İhmal, çocuğun iyiliğe, normal gelişimi, güvenliği ve sağlığının korunmasında ebeveyn ve bakıcının onun temel gereksinimlerini sağlayacak koşulları oluşturmada başarısız olması, çocuğu fiziksel, sosyal tehlikelerden koruyamamasıdır.

Bu çocuklara fiziksel bir saldırı yapılmamış olabilir. Fakat çocuk iyi beslenmemiş, çıplak bırakılmış, sağlığı ve gelişimi çok ihmal edilmiştir. Yetişkinler bu çocukların çevrelerinde bulunan tehlikeleri kaldırmayı düşünmedikleri için bunlar devamlı tehlike, kaza ve hastalıklarla karşı karşıyadır. Aile ve çocuk arasındaki sevgi olabilir veya olmayabilir. Gerçek olan durum, çocuğun fiziksel ve ruhsal sağlığının çok ihmal edilmiş olmasıdır.


6.1.1 Fiziksel İhmal

Genel olarak çocuğa yeterli besin, giyecek, barınak, tıbbi bakım, eğitim veya fiziksel olarak güvenli bir ortam hazırlamamaktır.

Çocuğun ihtiyaçlarının karşılanmamış olması pek çok belirgin fiziksel bulgu ile tanınabilir. Eğer çocukta fiziksel bir bulgu varsa çocuğun ağırlığı düşükse, gelişimi zayıfsa, büyüme normal değilse, abdominal distansiyon varsa, deri altı yağ dokusu azalmışsa, yetersiz ve dengesiz beslenme şüphesi uyanmalıdır. Bulgular genellikle çocuğun sürekli aç bırakılması sonucudur. Çocuğu ile yeterli bir duygusal ilişki kuramayan anne babalar kendi sorunlarıyla baş edemediklerinde çocuğu beslemeyi unutabilir ve hatta çocuğun açlık nedeniyle ağlayışını duymazlıktan gelebilirler.

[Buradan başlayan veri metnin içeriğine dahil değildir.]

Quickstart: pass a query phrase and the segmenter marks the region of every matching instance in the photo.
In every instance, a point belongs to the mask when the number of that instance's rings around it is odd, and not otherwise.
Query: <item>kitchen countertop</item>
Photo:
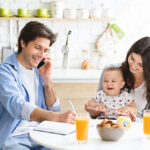
[[[53,69],[54,82],[99,82],[102,70]]]

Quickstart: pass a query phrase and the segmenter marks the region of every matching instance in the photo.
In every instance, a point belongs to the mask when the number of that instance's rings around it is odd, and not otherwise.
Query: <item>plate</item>
[[[45,16],[35,16],[35,17],[38,17],[38,18],[48,18],[48,17],[50,17],[50,15],[45,15]]]

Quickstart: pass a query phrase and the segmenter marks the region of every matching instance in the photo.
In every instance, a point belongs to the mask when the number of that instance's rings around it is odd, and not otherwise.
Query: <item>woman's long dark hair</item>
[[[143,75],[146,84],[146,99],[150,105],[150,37],[144,37],[136,41],[129,49],[125,61],[121,65],[124,74],[125,88],[129,91],[134,88],[135,79],[129,70],[128,57],[131,53],[139,54],[143,62]]]

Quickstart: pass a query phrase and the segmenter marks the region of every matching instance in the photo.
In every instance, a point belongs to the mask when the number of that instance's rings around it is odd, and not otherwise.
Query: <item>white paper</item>
[[[69,134],[76,130],[76,126],[69,123],[61,123],[54,121],[43,121],[34,130],[58,133],[58,134]]]
[[[89,127],[93,125],[95,125],[95,121],[90,120]],[[54,121],[43,121],[35,127],[34,130],[67,135],[76,131],[76,125]]]

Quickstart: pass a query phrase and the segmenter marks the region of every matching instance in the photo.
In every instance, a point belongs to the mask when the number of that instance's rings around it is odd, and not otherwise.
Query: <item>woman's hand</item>
[[[106,113],[105,105],[96,102],[91,99],[87,104],[85,104],[85,110],[90,113],[91,116],[98,116],[100,113]]]

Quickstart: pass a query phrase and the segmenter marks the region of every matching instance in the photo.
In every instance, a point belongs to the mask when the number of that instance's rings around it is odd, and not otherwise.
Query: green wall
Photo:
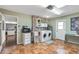
[[[49,19],[49,25],[53,27],[53,35],[56,36],[56,20],[65,20],[66,21],[66,34],[76,34],[75,31],[71,31],[71,18],[79,16],[79,13],[74,13],[67,16],[57,17]]]
[[[18,17],[18,44],[22,43],[22,33],[21,28],[23,25],[27,25],[32,28],[32,17],[30,15],[25,15],[17,12],[8,11],[5,9],[0,9],[2,14],[13,15]]]

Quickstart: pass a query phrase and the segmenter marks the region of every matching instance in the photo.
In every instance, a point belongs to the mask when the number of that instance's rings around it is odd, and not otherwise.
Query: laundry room
[[[79,5],[0,5],[1,54],[79,54],[78,39]]]

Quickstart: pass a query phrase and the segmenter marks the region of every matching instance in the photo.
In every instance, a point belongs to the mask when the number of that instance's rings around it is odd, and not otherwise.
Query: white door
[[[57,20],[56,21],[56,38],[65,40],[65,31],[66,31],[66,21]]]

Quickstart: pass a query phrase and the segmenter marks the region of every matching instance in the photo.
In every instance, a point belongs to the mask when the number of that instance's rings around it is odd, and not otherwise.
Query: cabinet
[[[31,33],[22,33],[23,44],[30,44],[31,43]]]

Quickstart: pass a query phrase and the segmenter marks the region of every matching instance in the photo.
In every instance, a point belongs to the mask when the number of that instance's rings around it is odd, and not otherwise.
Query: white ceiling
[[[79,12],[79,5],[66,5],[60,8],[64,11],[61,15],[56,15],[41,5],[1,5],[0,8],[28,15],[36,15],[40,17],[50,16],[53,18]]]

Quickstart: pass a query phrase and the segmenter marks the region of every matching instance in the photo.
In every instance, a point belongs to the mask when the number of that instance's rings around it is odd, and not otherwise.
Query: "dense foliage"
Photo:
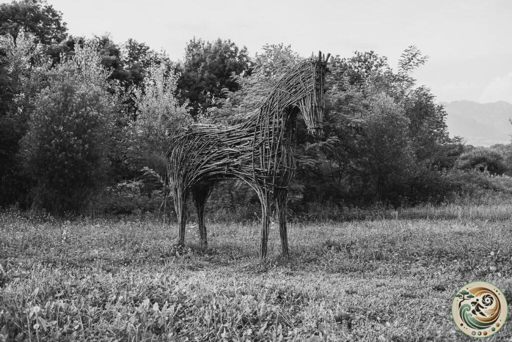
[[[0,17],[4,207],[156,210],[164,154],[180,128],[243,122],[301,58],[283,44],[251,57],[229,40],[194,38],[174,63],[133,39],[70,36],[60,12],[38,0],[2,5]],[[411,76],[427,60],[414,46],[396,70],[373,51],[331,59],[324,137],[308,135],[299,119],[292,211],[439,202],[475,190],[468,179],[486,184],[475,169],[482,177],[510,172],[508,145],[470,150],[449,137],[443,107]],[[218,212],[258,211],[239,182],[212,196]]]

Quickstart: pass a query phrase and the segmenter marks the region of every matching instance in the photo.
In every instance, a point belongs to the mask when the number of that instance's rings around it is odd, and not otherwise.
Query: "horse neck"
[[[291,79],[286,76],[283,77],[256,113],[254,118],[257,131],[268,128],[273,134],[279,134],[284,127],[295,127],[298,111],[297,105],[310,92],[303,84],[298,84],[297,81],[302,81],[301,75],[293,76]]]

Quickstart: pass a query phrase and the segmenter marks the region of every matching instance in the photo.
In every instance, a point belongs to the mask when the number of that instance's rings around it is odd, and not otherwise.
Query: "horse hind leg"
[[[201,183],[193,187],[190,190],[192,198],[197,210],[198,226],[199,228],[199,243],[201,248],[208,247],[206,227],[204,224],[204,211],[206,201],[211,192],[213,184],[210,182]]]
[[[283,258],[289,255],[288,244],[288,231],[286,227],[286,200],[288,193],[282,191],[278,193],[275,198],[275,210],[279,218],[279,235],[281,238],[281,253]]]
[[[184,246],[185,245],[185,228],[186,225],[186,203],[187,191],[184,187],[180,185],[175,185],[174,190],[174,209],[176,211],[178,218],[178,236],[176,245]]]

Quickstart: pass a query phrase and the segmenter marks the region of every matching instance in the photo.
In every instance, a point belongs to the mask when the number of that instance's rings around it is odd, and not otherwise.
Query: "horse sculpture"
[[[178,134],[167,154],[167,179],[185,242],[185,203],[189,193],[197,210],[200,243],[207,246],[205,205],[212,187],[226,178],[241,179],[261,202],[260,257],[267,254],[271,206],[275,202],[283,256],[289,254],[286,228],[288,186],[295,169],[297,116],[308,131],[322,135],[327,58],[319,53],[298,63],[278,82],[246,122],[229,127],[192,125]]]

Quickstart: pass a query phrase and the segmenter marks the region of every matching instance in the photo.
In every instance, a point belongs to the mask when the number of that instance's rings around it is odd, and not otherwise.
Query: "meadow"
[[[499,206],[292,221],[258,256],[258,223],[0,214],[0,340],[470,340],[454,325],[464,284],[512,302],[512,212]],[[506,324],[488,340],[510,340]]]

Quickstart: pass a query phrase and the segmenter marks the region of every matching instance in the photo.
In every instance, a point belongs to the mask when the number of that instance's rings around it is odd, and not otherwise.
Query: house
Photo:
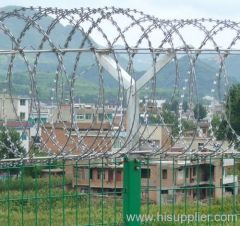
[[[29,98],[0,94],[0,120],[28,121]]]
[[[236,195],[238,176],[231,171],[233,164],[233,159],[149,161],[141,167],[142,199],[167,204]],[[122,162],[80,161],[72,170],[67,175],[72,174],[72,186],[81,192],[122,194]]]
[[[105,152],[112,148],[110,130],[109,122],[46,123],[41,127],[41,143],[47,151],[55,154]]]
[[[29,152],[30,148],[30,141],[31,141],[31,135],[30,135],[30,129],[32,128],[32,124],[29,122],[20,122],[20,121],[7,121],[0,122],[0,126],[5,126],[7,128],[15,129],[19,135],[20,140],[22,142],[22,146],[26,150],[26,153]]]

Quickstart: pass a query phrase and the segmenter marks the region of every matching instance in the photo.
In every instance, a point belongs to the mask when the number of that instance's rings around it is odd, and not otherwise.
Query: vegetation
[[[29,191],[0,192],[0,225],[122,225],[122,201],[118,196],[106,194],[80,193],[77,189],[45,188]],[[209,200],[207,203],[185,200],[182,204],[142,204],[142,214],[155,217],[149,225],[159,225],[156,218],[162,215],[188,214],[215,215],[231,214],[240,211],[240,197]],[[224,205],[223,205],[224,204]],[[147,224],[147,222],[145,222]],[[212,222],[213,223],[213,222]],[[233,223],[224,222],[224,225]],[[236,222],[236,225],[239,221]],[[145,225],[142,222],[141,225]],[[172,222],[162,222],[161,225],[173,225]],[[176,222],[175,226],[184,225]],[[196,225],[190,222],[187,225]],[[198,222],[206,225],[206,222]],[[214,225],[221,225],[214,222]]]
[[[240,84],[231,86],[226,100],[227,120],[235,133],[240,135]],[[228,139],[237,142],[233,133],[228,134]]]

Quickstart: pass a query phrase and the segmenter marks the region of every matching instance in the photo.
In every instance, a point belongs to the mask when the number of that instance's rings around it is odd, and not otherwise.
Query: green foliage
[[[70,184],[69,178],[64,178],[64,184]],[[22,176],[18,179],[9,178],[7,180],[0,181],[0,191],[33,191],[35,189],[46,189],[51,185],[51,188],[61,187],[63,185],[63,178],[60,176],[52,176],[50,179],[38,178],[35,180],[29,176]]]
[[[226,98],[226,116],[231,127],[237,135],[240,135],[240,84],[231,86]],[[230,133],[230,141],[237,141],[236,135]]]

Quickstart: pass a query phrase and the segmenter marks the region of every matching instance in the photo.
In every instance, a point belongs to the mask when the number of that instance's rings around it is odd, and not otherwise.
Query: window
[[[93,169],[90,169],[90,172],[89,172],[89,178],[90,178],[90,180],[93,179]]]
[[[101,170],[97,170],[97,179],[98,179],[98,180],[101,179]]]
[[[20,99],[20,105],[25,106],[26,105],[26,100],[25,99]]]
[[[141,169],[142,178],[150,178],[151,170],[150,169]]]
[[[105,120],[112,121],[112,114],[111,113],[105,114],[104,118]]]
[[[25,120],[25,112],[20,112],[20,119]]]
[[[167,179],[167,170],[162,170],[162,179]]]
[[[76,116],[76,119],[77,119],[77,121],[81,121],[81,120],[84,120],[85,117],[84,117],[83,114],[79,114],[79,115]]]
[[[122,171],[117,170],[116,172],[116,181],[121,181],[122,180]]]
[[[27,140],[27,134],[26,134],[26,133],[22,133],[21,139],[22,139],[22,140]]]
[[[88,119],[88,120],[91,120],[92,119],[92,114],[86,114],[85,118]]]
[[[103,113],[98,114],[98,120],[103,121]]]
[[[97,179],[98,180],[104,180],[105,179],[105,170],[104,169],[98,169],[97,171]]]
[[[188,168],[185,168],[185,178],[188,178]]]
[[[193,176],[196,176],[196,167],[193,167]]]

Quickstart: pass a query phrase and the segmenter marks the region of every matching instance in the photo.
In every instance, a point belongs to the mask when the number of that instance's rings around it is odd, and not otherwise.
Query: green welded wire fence
[[[134,161],[141,187],[124,159],[2,164],[0,225],[239,225],[239,157]]]

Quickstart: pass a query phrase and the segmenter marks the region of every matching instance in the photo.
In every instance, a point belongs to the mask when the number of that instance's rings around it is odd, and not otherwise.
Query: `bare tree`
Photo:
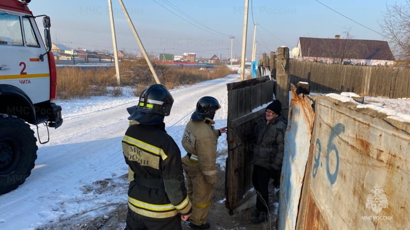
[[[396,59],[410,61],[410,0],[404,4],[386,4],[379,25]]]

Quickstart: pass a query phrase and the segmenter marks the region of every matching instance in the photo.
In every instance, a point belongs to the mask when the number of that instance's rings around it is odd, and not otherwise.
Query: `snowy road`
[[[238,81],[239,78],[235,74],[171,91],[175,102],[165,123],[178,145],[184,125],[202,97],[218,99],[222,108],[215,116],[215,126],[226,125],[226,84]],[[34,229],[59,218],[108,212],[110,204],[126,202],[126,191],[122,188],[113,187],[100,194],[89,191],[107,178],[124,183],[119,177],[127,173],[120,145],[128,125],[126,108],[137,101],[132,93],[125,94],[57,102],[63,108],[63,125],[50,130],[50,142],[39,146],[36,166],[26,182],[0,196],[0,229]],[[42,141],[46,140],[45,132],[40,129]],[[226,148],[225,139],[224,135],[220,138],[218,148]]]

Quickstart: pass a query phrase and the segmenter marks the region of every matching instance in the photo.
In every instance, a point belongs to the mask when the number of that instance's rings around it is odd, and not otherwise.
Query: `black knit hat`
[[[266,109],[273,111],[278,116],[280,116],[280,111],[282,111],[282,103],[278,100],[275,100],[272,103],[268,105]]]

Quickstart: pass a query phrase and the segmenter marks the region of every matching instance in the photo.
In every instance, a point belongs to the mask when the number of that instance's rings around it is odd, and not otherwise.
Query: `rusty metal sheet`
[[[309,155],[315,114],[312,101],[291,84],[292,100],[279,190],[279,229],[294,229],[305,169]]]
[[[408,229],[410,134],[371,108],[318,96],[309,184],[316,210],[330,229]],[[309,202],[308,202],[309,203]],[[309,209],[311,210],[310,210]],[[317,228],[321,229],[321,224]]]

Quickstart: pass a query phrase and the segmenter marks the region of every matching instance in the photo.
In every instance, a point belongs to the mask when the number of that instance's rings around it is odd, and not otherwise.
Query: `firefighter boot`
[[[268,221],[269,217],[268,213],[265,212],[260,212],[259,215],[249,220],[249,223],[252,224],[259,224]]]
[[[205,224],[197,225],[190,222],[189,224],[188,224],[188,227],[189,227],[189,228],[191,229],[208,229],[210,228],[210,227],[211,227],[211,224],[210,224],[209,223],[207,222],[207,223]]]
[[[260,212],[260,211],[258,210],[257,209],[255,209],[255,210],[253,210],[252,212],[251,212],[251,216],[253,217],[258,216],[259,215]]]

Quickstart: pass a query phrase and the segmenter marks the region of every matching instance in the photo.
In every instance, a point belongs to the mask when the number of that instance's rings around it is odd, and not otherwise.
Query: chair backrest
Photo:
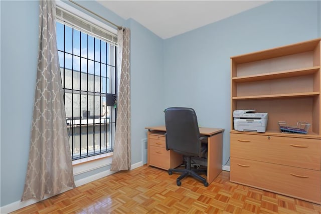
[[[165,112],[166,148],[187,156],[200,153],[200,129],[194,110],[171,107]]]

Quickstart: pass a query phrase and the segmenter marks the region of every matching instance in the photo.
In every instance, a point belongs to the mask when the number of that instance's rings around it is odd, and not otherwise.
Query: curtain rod
[[[79,5],[78,3],[75,3],[75,2],[74,2],[72,0],[69,0],[69,2],[70,2],[71,3],[72,3],[73,4],[74,4],[75,5],[77,5],[77,6],[82,8],[84,10],[85,10],[86,11],[88,11],[88,12],[90,13],[91,14],[93,14],[94,15],[100,18],[100,19],[101,19],[102,20],[108,22],[109,24],[111,24],[111,25],[113,25],[114,26],[115,26],[116,27],[117,27],[117,28],[118,30],[121,30],[122,29],[122,27],[121,26],[119,26],[119,25],[117,25],[115,24],[114,24],[113,23],[112,23],[111,22],[110,22],[109,20],[106,20],[106,19],[104,18],[103,17],[101,17],[100,16],[98,15],[98,14],[97,14],[93,12],[92,11],[87,9],[87,8],[85,8],[84,7],[82,6],[81,5]]]

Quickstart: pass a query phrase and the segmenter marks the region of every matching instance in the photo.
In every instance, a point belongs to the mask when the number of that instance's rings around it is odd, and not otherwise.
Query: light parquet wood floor
[[[146,165],[119,172],[13,213],[319,213],[321,206],[229,181],[222,171],[207,187]]]

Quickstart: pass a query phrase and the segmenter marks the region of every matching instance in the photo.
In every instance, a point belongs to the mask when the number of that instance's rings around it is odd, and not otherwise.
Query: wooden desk
[[[147,166],[152,165],[166,170],[179,166],[183,161],[182,155],[171,150],[166,150],[165,137],[164,136],[166,132],[165,126],[149,126],[145,128],[148,130]],[[224,131],[224,129],[221,128],[200,127],[201,135],[208,137],[207,179],[209,184],[211,183],[222,171],[222,152]],[[156,155],[153,154],[153,156],[150,157],[149,152],[156,148],[154,146],[156,146],[157,149],[162,149],[162,152],[156,152]],[[153,160],[156,158],[156,160],[164,161],[167,164],[162,165],[158,164],[150,164],[151,158],[153,158]]]

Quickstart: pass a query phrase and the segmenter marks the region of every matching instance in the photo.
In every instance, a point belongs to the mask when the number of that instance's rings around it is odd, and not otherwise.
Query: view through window
[[[112,151],[116,121],[117,48],[57,22],[66,121],[73,160]]]

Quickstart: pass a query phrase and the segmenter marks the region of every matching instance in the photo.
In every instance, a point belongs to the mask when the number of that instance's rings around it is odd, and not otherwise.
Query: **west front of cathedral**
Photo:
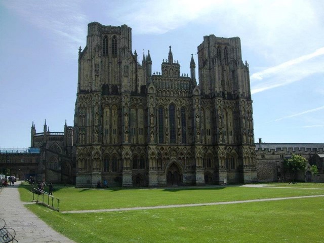
[[[131,28],[89,24],[79,49],[73,128],[77,187],[164,186],[258,180],[249,65],[237,37],[205,36],[199,85],[169,47],[160,72],[138,60]]]

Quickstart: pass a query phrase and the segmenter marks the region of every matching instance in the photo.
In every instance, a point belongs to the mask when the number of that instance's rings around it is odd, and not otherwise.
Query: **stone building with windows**
[[[0,174],[15,175],[20,179],[56,183],[75,183],[73,127],[66,125],[63,132],[50,132],[44,123],[37,133],[32,123],[30,147],[24,149],[0,149]]]
[[[190,56],[189,56],[190,57]],[[257,181],[249,65],[239,38],[206,36],[182,74],[171,47],[161,71],[142,62],[127,25],[89,24],[79,49],[76,186]]]
[[[305,170],[297,173],[296,180],[311,182],[324,182],[324,144],[263,143],[261,138],[256,143],[256,167],[258,180],[260,182],[276,181],[280,180],[290,181],[292,176],[284,167],[284,160],[297,154],[308,161]],[[310,166],[315,165],[318,174],[312,175]]]
[[[63,132],[52,132],[45,121],[36,133],[33,123],[31,150],[0,151],[0,173],[79,187],[104,180],[124,187],[268,182],[291,179],[282,163],[295,153],[317,165],[317,181],[324,181],[324,144],[254,143],[239,38],[204,37],[197,85],[192,55],[190,75],[181,74],[171,46],[152,73],[149,51],[141,62],[132,51],[131,28],[88,28],[74,127],[65,122]],[[312,180],[310,173],[298,180]]]

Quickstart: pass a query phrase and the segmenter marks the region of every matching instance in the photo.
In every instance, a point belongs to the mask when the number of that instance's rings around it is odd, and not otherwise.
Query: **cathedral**
[[[205,36],[181,74],[132,50],[132,29],[88,24],[79,49],[73,128],[77,187],[257,181],[249,65],[239,38]],[[196,79],[198,78],[198,80]],[[199,84],[197,85],[197,81]]]
[[[74,126],[52,132],[45,120],[37,132],[33,122],[29,148],[0,149],[0,174],[77,187],[289,181],[284,161],[295,154],[308,161],[297,180],[324,182],[324,144],[255,143],[239,38],[205,36],[197,55],[198,80],[192,55],[189,76],[171,46],[152,73],[149,51],[140,62],[132,50],[131,28],[89,24]]]

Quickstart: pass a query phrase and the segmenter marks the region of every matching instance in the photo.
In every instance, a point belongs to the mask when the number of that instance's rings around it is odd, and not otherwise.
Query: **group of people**
[[[16,182],[16,177],[14,175],[13,176],[10,176],[8,178],[8,180],[9,181],[9,185],[13,186],[15,184],[15,182]],[[1,185],[6,187],[8,186],[8,182],[7,179],[7,177],[4,177],[1,179]]]
[[[105,188],[108,188],[108,182],[107,182],[106,180],[104,180],[103,181],[103,187]],[[101,188],[101,182],[100,182],[100,180],[98,181],[98,182],[97,183],[97,188]]]
[[[52,182],[50,182],[49,185],[49,194],[50,195],[53,195],[53,184]],[[43,180],[43,181],[42,182],[38,183],[38,189],[39,191],[44,193],[44,189],[45,186],[46,186],[46,183],[45,182],[45,180]]]

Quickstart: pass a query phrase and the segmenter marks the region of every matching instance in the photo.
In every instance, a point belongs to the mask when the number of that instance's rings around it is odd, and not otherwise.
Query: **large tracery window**
[[[224,49],[224,58],[225,58],[225,63],[226,64],[228,64],[228,51],[227,47]]]
[[[187,142],[187,131],[186,127],[186,109],[184,108],[181,109],[181,135],[182,143]]]
[[[163,108],[159,107],[158,108],[158,142],[159,143],[164,143],[164,127],[163,121],[164,120],[164,116],[163,113]]]
[[[135,155],[133,157],[132,164],[132,168],[133,170],[137,170],[138,169],[138,158],[137,155]]]
[[[170,143],[176,143],[176,110],[174,105],[169,106]]]
[[[222,55],[221,52],[221,47],[219,46],[217,47],[217,59],[218,59],[218,61],[221,62],[222,61]]]
[[[114,155],[112,157],[112,160],[111,161],[111,172],[116,172],[117,171],[117,157],[116,155]]]
[[[117,38],[114,35],[111,40],[111,55],[113,56],[117,56]]]
[[[102,40],[102,55],[104,57],[108,56],[108,38],[105,35]]]

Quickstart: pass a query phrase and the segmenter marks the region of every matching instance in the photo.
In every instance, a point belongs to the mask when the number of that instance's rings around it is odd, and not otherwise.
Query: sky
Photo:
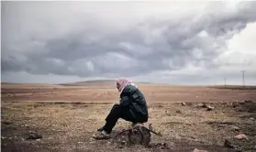
[[[256,85],[256,2],[1,2],[1,81]]]

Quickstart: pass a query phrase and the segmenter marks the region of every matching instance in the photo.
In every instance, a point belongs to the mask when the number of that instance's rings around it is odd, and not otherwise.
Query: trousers
[[[106,125],[104,125],[104,130],[108,134],[111,133],[113,127],[116,125],[119,118],[132,122],[133,124],[144,123],[142,119],[139,119],[139,116],[138,118],[133,116],[128,107],[123,107],[119,104],[115,104],[105,119]]]

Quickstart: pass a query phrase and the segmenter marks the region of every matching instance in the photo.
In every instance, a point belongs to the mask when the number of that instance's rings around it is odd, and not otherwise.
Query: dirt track
[[[256,150],[256,90],[216,89],[139,84],[147,97],[150,120],[162,137],[152,136],[161,147],[117,147],[91,138],[118,92],[111,85],[2,85],[2,151],[235,151],[224,147],[228,139],[243,151]],[[238,102],[237,102],[238,101]],[[181,102],[187,103],[182,106]],[[198,103],[215,108],[207,111]],[[130,124],[119,120],[115,131]],[[239,127],[236,128],[235,126]],[[29,131],[42,138],[27,140]],[[236,140],[245,134],[249,140]]]

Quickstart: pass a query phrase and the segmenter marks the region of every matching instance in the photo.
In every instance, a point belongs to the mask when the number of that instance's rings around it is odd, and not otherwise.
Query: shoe
[[[110,135],[107,134],[107,133],[106,133],[106,131],[104,131],[104,130],[101,131],[101,132],[97,131],[96,133],[95,133],[95,134],[93,135],[93,137],[94,137],[95,139],[97,139],[97,140],[100,140],[100,139],[109,139],[109,138],[111,138]]]
[[[102,132],[104,130],[104,126],[102,126],[101,128],[98,128],[97,131]]]
[[[143,123],[132,123],[131,127],[139,126],[139,125],[144,125]]]

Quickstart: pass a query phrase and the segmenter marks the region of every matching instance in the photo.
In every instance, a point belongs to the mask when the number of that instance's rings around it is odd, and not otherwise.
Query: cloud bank
[[[3,2],[2,81],[126,76],[187,84],[228,77],[240,83],[239,71],[247,70],[255,84],[255,2]]]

Küçük çocuklarda hijyenik bakımın iyi olmaması, çocuğa bakımın iyi yapılmadığını gösterir. İhmal edilmiş çocukların çoğu hava durumu ile uymayan veya kirli giyecekler giyerler.

Bir bebeğin saçlı derisi üzerinde saçsız alanların nedenleri dikkatle araştırılmalıdır. Çocuğun oksipital bölgesinde sürekli saçsız alanın bulunması da bu çocuğun uzun zamandan beri aynı pozisyonda bırakılmış olmasını düşündürebilir.

İhmal edilmiş çocukta diş sorunları, aşılama veya tedavi edilmemiş infekte yaralar, tıbbi bakım eksikliğini gösterir. Kundak dermatiti, pişikler, kirli görünüm, kötü koku, bezlerin idrar ve dışkı kokması gibi temizlik ve bakım ihmaline de sık rastlanır. Bu çocuklar çoğu kez apatik ve huzursuz görünümdedirler. Anne babalar genel bakım kurallarını uyguluyor gibi görünseler de çocuğa yeterince dokunmazlar, ona bakmazlar.

Fiziksel ihmalin davranışsal belirtileri; fiziksel belirtileri ile yakından ilgilidir. İhmal edilmiş çocuklar sıkılgan, pasif, yabancılardan ve erişkinlerden korkan, çevrenin farkında olmayan, rahatlama için kendi parmaklarını emen çocuklardır. Eğer çocuk yiyecek dileniyorsa ve çalmaya kalkıyorsa evde yeterince beslenmiyor demektir. Bu çocukların okulda öğrenme güçlükleri, okula çok erken gelme, çok geç ayrılma, okuldan kaçma, sınıfta sıklıkla uykuya dalma veya okula devamsızlık gibi alışkanlıkları vardır. Erişkinlerin görev ve sorumluluklarını üzerine alırlar. Örneğin küçük kardeşlerine bakarlar. Bu çocuklarda ileri yaşlarda ilaç, alkol bağımlılığı, hırsızlık, saldırganlık ve suça eğilim gibi davranışlar sık görülür.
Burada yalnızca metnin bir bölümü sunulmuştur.